Lolita se mira las medias caídas hasta el tobillo, caídas después de haber sostenido su cuerpo en la lengua somnolienta de Vincent. No le digamos a Lolita que Vincent ha muerto, dejemos que crea que en este extraño, encontrará el espejismo dibujado del primer rostro.
Un rostro que bebió en la precocidad vespertina de un dedo con leche.
Lolita, juego de niña en las grietas del cielo, juego del labial acumulado en la trastienda del beso dividido en partes iguales, en el rompecabezas amoroso del hotel de la memoria.

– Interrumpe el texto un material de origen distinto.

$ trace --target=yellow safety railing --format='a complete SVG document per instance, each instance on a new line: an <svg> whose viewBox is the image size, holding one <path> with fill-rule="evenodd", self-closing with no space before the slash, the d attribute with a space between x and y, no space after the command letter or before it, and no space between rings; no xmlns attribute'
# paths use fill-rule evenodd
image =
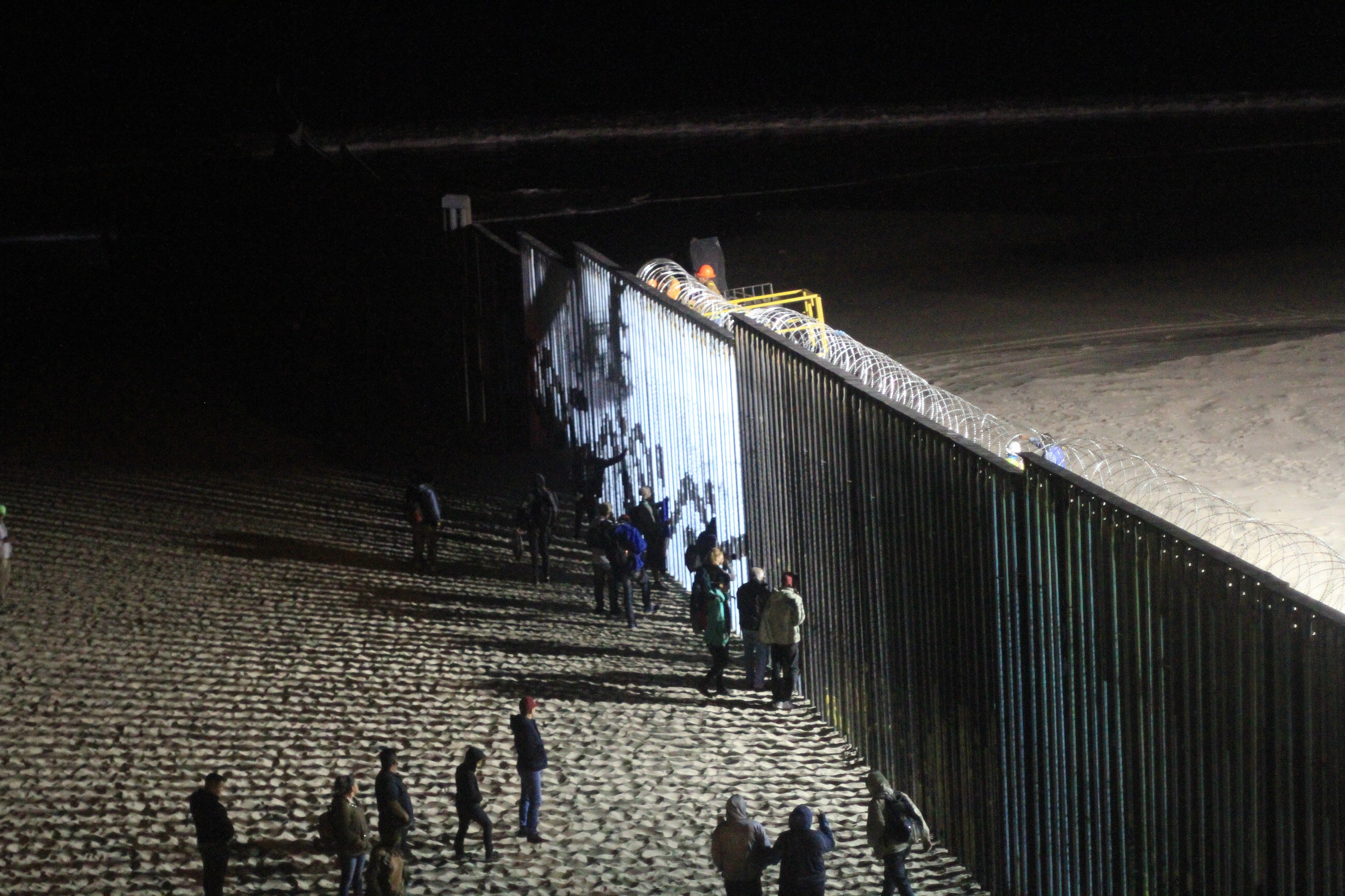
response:
<svg viewBox="0 0 1345 896"><path fill-rule="evenodd" d="M771 305L800 305L804 314L818 321L819 324L826 324L826 314L822 312L822 297L807 289L790 289L783 293L767 293L764 296L741 296L732 297L725 301L737 305L738 308L769 308Z"/></svg>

Lolita, corazón de rocío en la voracidad del agua, corazón de lince latiendo sollozante en la caldera de una cabaña.
Mi Lolita, espejo de cielo en la mar de noche, rodea tu amor, dibújale un círculo, prende tu vuelo y quema a los que hacen de ti el bodegón de amores perdidos.
Lolita se mira las medias, y en ellas encuentra el número de Roberto, escrita con la tinta indeleble del amor de turno. Amor de silencio, holograma en el disván arrendado al trabajo y a su acontecer de olvidos ya escritos. Quién los escribió, vaya usted a saber.
Pero no, a Lolita nunca le ha dolido la rivalidad del amor en esto que es de ella, en esto que se vive como cama en sus madrugadas de alfombras y bebidas desparramadas en su planta de climáx carnívoros.
No, a ella no le molesta, nunca le ha dolido. Es ahora su historia narrada por la frontera difusa de su Celeste conciencia.